How to Build a Computer 24: Reading and Writing

 

Last time we discussed electricity, magnetism, and how you can generate a magnetic field with an electric current. You know what? Let’s jump straight to the kielbasa:

You could start with a salad, but why bother?

If you run a current through the wire you generate a magnetic field in the sausage (which ought to be a magnetizable metal, naturally), and a field between the prongs. Okay, we can use that thing to make a magnetic field, and use it to write fixed magnetic spots to a disk. The question we left off with is ‘how do you read it?’ Actually, I skipped a step. There’s still one important distinction to be drawn in how you write. Why does the magnetic field still write things if the platter isn’t in between those prongs?

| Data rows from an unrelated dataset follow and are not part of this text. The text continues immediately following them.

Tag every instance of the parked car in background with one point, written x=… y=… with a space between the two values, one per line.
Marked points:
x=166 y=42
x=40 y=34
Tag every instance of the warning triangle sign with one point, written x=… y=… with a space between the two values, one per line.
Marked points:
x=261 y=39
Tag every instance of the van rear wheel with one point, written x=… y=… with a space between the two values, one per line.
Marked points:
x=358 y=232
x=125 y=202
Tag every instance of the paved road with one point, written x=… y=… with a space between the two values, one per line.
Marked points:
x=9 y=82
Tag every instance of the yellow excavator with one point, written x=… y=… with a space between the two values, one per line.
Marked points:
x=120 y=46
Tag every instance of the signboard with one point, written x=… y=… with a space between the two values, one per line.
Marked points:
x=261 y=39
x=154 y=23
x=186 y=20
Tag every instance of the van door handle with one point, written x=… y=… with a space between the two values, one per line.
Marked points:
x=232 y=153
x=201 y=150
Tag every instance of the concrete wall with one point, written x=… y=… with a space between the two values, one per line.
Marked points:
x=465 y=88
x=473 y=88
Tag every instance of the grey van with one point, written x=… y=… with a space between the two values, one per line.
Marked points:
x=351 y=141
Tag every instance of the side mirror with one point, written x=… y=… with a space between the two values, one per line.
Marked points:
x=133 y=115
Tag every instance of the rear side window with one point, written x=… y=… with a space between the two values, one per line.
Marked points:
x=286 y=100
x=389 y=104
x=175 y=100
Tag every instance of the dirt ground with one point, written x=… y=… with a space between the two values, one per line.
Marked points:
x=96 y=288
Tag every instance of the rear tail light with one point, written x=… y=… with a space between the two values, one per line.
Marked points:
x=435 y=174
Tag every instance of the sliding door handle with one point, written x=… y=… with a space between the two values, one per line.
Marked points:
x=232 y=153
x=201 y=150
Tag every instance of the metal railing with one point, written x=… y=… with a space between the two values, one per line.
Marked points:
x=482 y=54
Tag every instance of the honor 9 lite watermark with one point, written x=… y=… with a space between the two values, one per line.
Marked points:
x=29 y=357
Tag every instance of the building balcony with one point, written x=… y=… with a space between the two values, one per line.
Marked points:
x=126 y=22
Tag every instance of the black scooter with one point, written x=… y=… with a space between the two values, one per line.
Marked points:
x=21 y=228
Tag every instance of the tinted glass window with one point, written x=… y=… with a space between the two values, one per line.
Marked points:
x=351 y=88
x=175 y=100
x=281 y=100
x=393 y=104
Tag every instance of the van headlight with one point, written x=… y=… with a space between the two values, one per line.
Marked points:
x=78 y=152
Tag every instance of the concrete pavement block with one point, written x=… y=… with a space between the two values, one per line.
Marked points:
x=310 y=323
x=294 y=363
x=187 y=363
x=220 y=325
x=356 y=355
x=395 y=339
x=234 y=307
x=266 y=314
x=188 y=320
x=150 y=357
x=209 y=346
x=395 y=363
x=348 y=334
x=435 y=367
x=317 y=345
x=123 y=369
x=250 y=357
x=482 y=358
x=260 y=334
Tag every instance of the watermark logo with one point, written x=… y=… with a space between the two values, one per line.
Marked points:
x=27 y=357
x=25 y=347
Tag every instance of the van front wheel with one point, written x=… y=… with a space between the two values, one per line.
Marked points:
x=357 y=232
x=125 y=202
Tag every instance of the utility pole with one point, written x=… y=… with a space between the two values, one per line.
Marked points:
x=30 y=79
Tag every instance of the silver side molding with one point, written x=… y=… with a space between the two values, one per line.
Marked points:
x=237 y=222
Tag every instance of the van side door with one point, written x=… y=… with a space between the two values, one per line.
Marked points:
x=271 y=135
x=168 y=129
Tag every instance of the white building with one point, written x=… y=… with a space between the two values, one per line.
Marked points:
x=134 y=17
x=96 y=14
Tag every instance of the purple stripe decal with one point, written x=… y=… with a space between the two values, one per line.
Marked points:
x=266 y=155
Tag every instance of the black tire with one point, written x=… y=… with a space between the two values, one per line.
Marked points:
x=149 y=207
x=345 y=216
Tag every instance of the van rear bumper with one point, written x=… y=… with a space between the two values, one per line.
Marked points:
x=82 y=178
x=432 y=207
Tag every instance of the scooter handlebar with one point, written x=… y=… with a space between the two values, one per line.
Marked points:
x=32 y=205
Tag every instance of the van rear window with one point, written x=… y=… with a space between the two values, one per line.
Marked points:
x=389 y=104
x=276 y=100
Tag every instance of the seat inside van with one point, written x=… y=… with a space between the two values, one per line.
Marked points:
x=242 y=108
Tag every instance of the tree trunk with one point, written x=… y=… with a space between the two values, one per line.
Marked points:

You’ll have to forgive the crudity of the illustration, but most read/write heads aren’t actually made of kielbasa. I’ll give you another illustration that illuminates the point a little better. In this diagram, the blocks on the left and right are your read/write head (or the prongs on the kielbasa part. Called a ‘yoke’, incidentally). The little red lines are magnetic field lines.

I could draw diagrams for everything but they wouldn’t be as greasy. Then where would we be?

In the middle of the gap, you’ve got straight lines. And if I had my say in matters that’s where you’d stay; the math is much easier to solve when you don’t have to worry about edges and whatnot. But without actually looking at the math, see how it starts to curve near the edge, and how there’s a long fringe to the field? The fringe on the outside has much less strength than the magnetic field in the deep gap, but that fringe exists, and that’s the part that does the reading and writing. Here, let me draw the hard drive platter in.

Here, let me add a grey block to the previous picture and pretend that I’m doing something complicated.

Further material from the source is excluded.